The “Harry Potter” novelist revealed late last week she will be returning the Ripple of Hope Award she received last year from the nonprofit Robert F. Kennedy Human Rights organization. The decision came after the group’s president, Kerry Kennedy, one of the daughters of the late Robert F. Kennedy, called Rowling “transphobic” for pointing out the fact that sex is, in fact, a binary between male and female, exclusively.
“Over the course of June 2020 — LGBTQ Pride Month — and much to my dismay, J.K. Rowling posted deeply troubling transphobic tweets and statements,” said Kennedy. “On June 6, she tweeted an article headlined: ‘Opinion: Creating a more equal post-COVID-19 world for people who menstruate.’ She wrote glibly and dismissively about transgender identity: ‘People who menstruate.’ ‘I’m sure there used to be a word for those people. Someone help me out. Wumben? Wimpund? Woomud?’”
The RFKHR leader added that she “categorically” rejects the idea that an individual’s biological, birth sex is “the primary and determinative factor of one’s gender.”
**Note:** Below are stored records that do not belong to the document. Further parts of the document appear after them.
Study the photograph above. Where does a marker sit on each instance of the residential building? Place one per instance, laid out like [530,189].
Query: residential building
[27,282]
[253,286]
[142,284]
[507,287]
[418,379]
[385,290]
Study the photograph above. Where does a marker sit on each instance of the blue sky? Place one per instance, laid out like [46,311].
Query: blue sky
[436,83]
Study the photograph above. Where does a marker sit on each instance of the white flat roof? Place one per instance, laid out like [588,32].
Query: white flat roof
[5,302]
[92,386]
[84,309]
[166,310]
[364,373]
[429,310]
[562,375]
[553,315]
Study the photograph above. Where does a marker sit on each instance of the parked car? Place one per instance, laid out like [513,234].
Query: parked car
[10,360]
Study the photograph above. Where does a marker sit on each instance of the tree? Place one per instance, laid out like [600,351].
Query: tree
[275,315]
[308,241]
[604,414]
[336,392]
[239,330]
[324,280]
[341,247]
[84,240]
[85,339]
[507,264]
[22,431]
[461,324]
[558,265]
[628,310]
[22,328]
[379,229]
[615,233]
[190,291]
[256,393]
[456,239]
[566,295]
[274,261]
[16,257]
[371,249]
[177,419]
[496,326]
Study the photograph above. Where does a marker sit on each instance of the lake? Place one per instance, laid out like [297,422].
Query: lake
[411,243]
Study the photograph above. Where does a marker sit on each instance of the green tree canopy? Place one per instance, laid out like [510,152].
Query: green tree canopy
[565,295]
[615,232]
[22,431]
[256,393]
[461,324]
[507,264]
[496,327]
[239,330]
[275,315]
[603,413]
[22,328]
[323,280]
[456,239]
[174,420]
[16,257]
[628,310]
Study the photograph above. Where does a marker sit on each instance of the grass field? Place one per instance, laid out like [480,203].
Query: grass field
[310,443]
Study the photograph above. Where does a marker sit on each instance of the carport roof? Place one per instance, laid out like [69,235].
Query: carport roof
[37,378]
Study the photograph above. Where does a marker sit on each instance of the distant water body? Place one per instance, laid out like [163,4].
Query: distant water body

“From her own words,” Kennedy continued, “I take Rowling’s position to be that the sex one is assigned at birth is the primary and determinative factor of one’s gender, regardless of one’s gender identity — a position that I categorically reject. The science is clear and conclusive: Sex is not binary.”
She is, of course, wrong. Science has made it abundantly clear sex does, without a doubt, exist within a binary of male and female.
Kennedy was apparently referring to Twitter posts from June, when Rowling argued the suggestion that sex “isn’t real” would harm — and eventually erase — “the lived reality of women.”
“I know and love trans people,” wrote Rowling. “But erasing the concept of sex removes the ability of many to meaningfully discuss their lives. It isn’t hate to speak the truth.”
After facing criticism for her tweets, the 55-year-old author penned a blog post in which she wrote:
It isn’t enough for women to be trans allies. Women must accept and admit that there is no material difference between trans women and themselves. But, as many women have said before me, ‘woman’ is not a costume. ‘Woman’ is not an idea in a man’s head. ‘Woman’ is not a pink brain, a liking for Jimmy Choos, or any of the other sexist ideas now somehow touted as progressive.
Then, on Thursday, in response to Kennedy, Rowling said she had determined it best to return her Ripple of Hope Award due to the “serious conflict of views” between herself and Kennedy.
“In solidarity with those who have contacted be but who are struggling to make their voices heard, and because of the very serious conflict of views between myself and RFKHR, I feel I have no option but to return the Ripple of Hope Award bestowed on me last year,” said Rowling. “I am deeply saddened that RFKHR has felt compelled to adopt this stance, but no award or honor, no matter my admiration for the person for whom it is named, means so much to me that I would forfeit the right to follow the dictates of my own conscience.”
Rowling’s statement came just days after a New York-based literary agent, Sasha White, lost her job at the Tobias Literary Agency for sharing a comment on Twitter arguing transgender males who identify as females are not biologically females.
She was dismissed after she retweeted a post that read, “TW [transgender women] being vulnerable to male violence does not make you women.”